Abbiamo appena scritto di tre piante autoctone pompeiane e tipiche di “terreni freschi”, cioè terreni che mantengono un buon tasso di umidità anche durante eventuali periodi di siccità, perché sono caratterizzati da una elevata capacità di ritenzione idrica. L’areale meridionale della Città nuova di Pompei, in cui ricade pienamente il Polverificio Borbonico, è storicamente ricco di risorse idriche. A noi – da non esperti, disponibili quindi a essere smentiti – pare dunque di potere affermare che il microclima garantito dal parco del Polverificio, in riva al fiume Sarno che lo costeggia, non sembra davvero quello ideale per la coltivazione delle viti da vino.

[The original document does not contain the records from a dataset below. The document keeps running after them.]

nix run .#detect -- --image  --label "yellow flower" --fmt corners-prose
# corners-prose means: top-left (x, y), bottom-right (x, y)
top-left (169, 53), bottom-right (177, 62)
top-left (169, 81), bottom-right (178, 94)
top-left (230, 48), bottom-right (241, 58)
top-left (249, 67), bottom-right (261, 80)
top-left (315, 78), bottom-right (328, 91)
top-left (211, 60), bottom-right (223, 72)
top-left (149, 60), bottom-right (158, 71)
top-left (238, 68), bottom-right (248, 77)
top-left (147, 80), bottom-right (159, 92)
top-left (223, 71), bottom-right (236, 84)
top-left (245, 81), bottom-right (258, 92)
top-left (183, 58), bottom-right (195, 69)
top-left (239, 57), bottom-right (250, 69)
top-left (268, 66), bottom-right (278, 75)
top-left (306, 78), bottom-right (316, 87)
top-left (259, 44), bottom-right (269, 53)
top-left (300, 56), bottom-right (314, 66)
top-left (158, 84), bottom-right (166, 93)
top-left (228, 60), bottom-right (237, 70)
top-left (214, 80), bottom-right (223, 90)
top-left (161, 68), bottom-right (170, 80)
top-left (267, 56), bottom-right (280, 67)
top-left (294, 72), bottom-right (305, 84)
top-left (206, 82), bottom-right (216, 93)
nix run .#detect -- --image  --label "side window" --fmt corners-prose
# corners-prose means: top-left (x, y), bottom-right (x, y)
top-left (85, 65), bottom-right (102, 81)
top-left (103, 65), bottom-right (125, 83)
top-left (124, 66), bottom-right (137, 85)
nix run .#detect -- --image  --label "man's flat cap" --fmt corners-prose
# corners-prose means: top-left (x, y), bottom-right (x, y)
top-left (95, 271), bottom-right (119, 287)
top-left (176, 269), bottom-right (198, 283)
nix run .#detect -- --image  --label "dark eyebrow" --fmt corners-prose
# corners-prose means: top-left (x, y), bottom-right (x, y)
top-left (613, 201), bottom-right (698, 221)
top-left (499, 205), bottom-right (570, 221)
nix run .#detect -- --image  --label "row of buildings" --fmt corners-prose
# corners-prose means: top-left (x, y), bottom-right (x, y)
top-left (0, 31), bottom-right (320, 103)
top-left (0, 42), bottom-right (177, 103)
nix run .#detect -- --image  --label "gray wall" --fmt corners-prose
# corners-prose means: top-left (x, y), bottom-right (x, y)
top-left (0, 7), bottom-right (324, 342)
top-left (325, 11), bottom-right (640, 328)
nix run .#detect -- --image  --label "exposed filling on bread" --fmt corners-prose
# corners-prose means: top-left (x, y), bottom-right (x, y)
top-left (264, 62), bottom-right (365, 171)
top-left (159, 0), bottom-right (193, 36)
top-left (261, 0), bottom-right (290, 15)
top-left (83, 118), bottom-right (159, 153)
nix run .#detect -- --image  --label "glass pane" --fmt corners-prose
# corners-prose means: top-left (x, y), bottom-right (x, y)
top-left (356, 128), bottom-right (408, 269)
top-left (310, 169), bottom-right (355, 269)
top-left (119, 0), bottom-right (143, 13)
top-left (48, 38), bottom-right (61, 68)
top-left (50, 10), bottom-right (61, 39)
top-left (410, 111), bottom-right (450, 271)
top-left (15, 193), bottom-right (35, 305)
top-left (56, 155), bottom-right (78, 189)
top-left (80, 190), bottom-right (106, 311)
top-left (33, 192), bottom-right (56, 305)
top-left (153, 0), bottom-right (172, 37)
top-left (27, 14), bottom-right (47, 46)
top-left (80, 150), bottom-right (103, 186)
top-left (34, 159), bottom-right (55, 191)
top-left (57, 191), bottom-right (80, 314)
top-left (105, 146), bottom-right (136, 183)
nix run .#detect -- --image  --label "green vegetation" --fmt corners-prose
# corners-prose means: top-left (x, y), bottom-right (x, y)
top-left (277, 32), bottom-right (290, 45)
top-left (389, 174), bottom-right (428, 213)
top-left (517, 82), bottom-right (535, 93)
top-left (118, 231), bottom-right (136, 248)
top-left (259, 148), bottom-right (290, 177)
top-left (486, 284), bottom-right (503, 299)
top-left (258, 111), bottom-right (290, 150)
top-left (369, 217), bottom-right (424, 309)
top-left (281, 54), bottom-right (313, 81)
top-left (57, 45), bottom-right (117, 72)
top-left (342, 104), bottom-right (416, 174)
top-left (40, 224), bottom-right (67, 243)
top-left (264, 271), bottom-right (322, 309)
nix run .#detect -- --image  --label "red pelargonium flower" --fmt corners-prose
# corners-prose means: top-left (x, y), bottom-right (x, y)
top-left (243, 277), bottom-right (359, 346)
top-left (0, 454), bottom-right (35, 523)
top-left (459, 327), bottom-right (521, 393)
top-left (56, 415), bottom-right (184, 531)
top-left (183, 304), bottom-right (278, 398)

A questo punto ci domandiamo però se è noto – a chi ha deciso la gara e a chi parteciperà ad essa – il fatto che il sito del Polverificio Borbonico era un tempo parte integrante della dulcis Pompeia palus vicina salinis herculeis, ricordata da Giunio Moderato Columella circa duemila anni fa. Cioè la laguna vasta, sia pure poco profonda, che ha diviso Pompei da Stabia dalla preistoria fino alla eruzione del 79 d.C., facendone due mondi diversi e lontani. Ma quella palude bonificata dall’eruzione pliniana sopravvive al di sotto dell’areale vasto della campagna in cui ricade il Polverificio, che ha radici umide, non espressamente dunque vocate alla viticoltura la quale, non a caso, nella zona è assente.
Cosa pensare a questo punto? Forse auspicare lunghi tralci di viti d’Asprinio aversano coltivati ad alberata, a tutt’altezza, fino ai circa venti metri che raggiugono le cime dei platani borbonici? Beh, non dipende da noi. Ma chi vivrà, vedrà.